Kinematic and dynamics of the galaxy ESO 358-60

In this work, now accepted for publication in The Astrophysical Journal, we have analyzed the neutral hydrogen (HI) velocity maps of the galaxy ESO 358-60, derived from measurements of the line-of-sight velocity. In these maps, red and blue colors indicate regions where the gas is receding from us or approaching us, respectively. To first order, this pattern can be interpreted as the projection of a rotating disk onto the plane of the sky. The disk is inclined with respect to the line of sight, and its rotation produces the observed velocity gradient. By measuring the line-of-sight component of the velocity across the disk, we can reconstruct the kinematic structure of the galaxy.

From this map and by using the Velocity Ring Model which is a techinque that we have introduced a few years ago (https://ui.adsabs.harvard.edu/abs/2023MNRAS.524.1560S/abstract), we reconstructed the map of the transversal component of the velocity

and of the radial component of the velocity

The main information extracted from these velocity maps is that the central region of the galaxy appears to be close to dynamical equilibrium, with matter rotating coherently around the galactic center. In contrast, the outer regions display significant velocity gradients and asymmetries, suggesting the presence of non-equilibrium features, possibly induced by tidal interactions or environmental effects.

For this reason, we focus our analysis on the central region and fit the observed rotation curve using two alternative mass models: the standard dark matter halo model and the dark matter disk model. In the halo model, the rotationally supported stellar and gaseous disk is embedded within a spherical dark matter halo, whose support arises from an isotropic velocity dispersion and which, by construction, does not participate in the disk rotation. In the dark matter disk model, instead, an additional mass component is assumed to be distributed within the disk itself, following a spatial distribution similar to that of neutral hydrogen. This component is not directly observable in electromagnetic radiation; one possible interpretation is that it consists of very cold clouds of neutral hydrogen that emit negligibly.

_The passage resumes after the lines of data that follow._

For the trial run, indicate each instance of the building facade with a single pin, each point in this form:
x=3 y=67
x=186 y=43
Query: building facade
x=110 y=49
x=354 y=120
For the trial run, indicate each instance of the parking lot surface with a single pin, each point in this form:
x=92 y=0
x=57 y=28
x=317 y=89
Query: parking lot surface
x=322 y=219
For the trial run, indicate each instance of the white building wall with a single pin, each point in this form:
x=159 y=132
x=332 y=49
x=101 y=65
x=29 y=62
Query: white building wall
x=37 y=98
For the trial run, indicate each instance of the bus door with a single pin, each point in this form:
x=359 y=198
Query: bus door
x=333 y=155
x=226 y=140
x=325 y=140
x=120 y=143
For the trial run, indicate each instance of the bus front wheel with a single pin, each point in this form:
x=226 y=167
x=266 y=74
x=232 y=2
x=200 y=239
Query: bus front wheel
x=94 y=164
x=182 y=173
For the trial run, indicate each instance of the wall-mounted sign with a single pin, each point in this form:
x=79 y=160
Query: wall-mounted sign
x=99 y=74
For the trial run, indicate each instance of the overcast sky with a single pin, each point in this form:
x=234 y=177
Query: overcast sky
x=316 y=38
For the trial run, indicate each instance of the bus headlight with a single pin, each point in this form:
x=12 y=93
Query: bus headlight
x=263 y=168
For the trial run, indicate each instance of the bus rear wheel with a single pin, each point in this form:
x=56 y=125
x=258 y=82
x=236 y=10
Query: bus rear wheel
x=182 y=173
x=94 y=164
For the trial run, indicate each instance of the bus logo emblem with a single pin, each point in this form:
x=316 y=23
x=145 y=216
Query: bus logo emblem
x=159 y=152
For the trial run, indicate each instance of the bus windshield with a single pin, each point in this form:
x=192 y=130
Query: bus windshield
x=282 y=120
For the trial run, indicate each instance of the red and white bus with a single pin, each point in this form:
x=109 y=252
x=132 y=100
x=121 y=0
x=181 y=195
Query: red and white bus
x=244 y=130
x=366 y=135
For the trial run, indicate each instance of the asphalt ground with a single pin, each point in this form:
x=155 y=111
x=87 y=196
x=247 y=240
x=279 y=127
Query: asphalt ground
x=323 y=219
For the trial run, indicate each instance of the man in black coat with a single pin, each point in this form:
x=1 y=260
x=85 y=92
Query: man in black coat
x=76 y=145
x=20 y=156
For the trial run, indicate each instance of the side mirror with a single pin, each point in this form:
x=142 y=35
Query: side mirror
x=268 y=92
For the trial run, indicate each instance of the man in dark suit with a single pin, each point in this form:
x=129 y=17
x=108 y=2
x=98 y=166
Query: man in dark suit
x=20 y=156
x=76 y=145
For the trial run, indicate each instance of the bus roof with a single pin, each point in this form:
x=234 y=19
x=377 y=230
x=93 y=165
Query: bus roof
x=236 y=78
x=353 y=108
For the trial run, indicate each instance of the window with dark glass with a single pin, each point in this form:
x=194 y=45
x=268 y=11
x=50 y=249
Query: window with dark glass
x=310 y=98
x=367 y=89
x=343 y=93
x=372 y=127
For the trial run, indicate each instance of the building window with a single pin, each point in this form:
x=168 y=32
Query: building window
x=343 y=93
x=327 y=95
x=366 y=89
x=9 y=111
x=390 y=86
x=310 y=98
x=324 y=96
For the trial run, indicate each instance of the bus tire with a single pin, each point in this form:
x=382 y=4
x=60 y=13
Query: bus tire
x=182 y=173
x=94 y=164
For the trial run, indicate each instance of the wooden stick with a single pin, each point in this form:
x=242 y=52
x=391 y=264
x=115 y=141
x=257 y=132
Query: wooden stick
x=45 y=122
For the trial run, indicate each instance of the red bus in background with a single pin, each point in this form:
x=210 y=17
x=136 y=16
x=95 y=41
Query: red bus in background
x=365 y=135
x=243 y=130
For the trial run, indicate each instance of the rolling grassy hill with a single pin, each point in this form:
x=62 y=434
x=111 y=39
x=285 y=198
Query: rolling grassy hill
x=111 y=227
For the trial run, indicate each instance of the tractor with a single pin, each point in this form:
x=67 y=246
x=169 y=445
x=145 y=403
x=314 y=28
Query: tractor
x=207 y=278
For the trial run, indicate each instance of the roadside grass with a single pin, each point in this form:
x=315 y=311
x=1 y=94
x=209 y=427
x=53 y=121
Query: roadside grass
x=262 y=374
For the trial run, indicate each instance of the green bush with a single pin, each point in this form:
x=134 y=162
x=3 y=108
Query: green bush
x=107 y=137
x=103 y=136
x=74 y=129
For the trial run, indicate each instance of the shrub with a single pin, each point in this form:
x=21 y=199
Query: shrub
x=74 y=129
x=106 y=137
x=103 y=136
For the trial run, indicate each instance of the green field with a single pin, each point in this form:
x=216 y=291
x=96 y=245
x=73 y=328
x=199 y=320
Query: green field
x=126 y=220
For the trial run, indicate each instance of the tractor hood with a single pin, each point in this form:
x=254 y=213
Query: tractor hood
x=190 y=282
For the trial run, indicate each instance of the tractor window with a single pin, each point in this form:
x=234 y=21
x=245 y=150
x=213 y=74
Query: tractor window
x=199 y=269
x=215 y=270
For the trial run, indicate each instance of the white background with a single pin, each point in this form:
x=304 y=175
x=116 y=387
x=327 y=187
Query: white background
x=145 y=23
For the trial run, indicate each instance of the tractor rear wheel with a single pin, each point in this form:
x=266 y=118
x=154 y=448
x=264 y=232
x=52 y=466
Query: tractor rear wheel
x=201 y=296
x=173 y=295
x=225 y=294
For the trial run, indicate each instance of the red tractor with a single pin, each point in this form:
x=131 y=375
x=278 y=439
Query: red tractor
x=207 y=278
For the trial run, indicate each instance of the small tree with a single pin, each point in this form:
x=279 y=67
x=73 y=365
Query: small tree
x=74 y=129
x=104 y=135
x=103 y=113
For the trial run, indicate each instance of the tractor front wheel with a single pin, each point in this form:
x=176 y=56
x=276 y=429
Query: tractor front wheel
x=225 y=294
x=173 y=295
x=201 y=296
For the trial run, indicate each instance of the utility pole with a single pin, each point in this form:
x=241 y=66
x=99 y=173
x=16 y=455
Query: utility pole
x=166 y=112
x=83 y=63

From a statistical perspective, the key difference between the two models lies in the number of free parameters. The dark matter disk (DMD) model involves only one free parameter, whereas the standard halo model requires two. Despite its greater simplicity, the DMD model provides a statistically better fit to the observed rotation curve, yielding a more accurate reproduction of the data.

Moreover, the total mass inferred under the DMD model is approximately an order of magnitude smaller than that required by the spherical halo model. This difference is not only statistically significant but also physically relevant, as it implies substantially different dynamical interpretations of the galaxy’s mass distribution.

Thus less dark mass and a more simple mass models where all the matter rotates in the disk.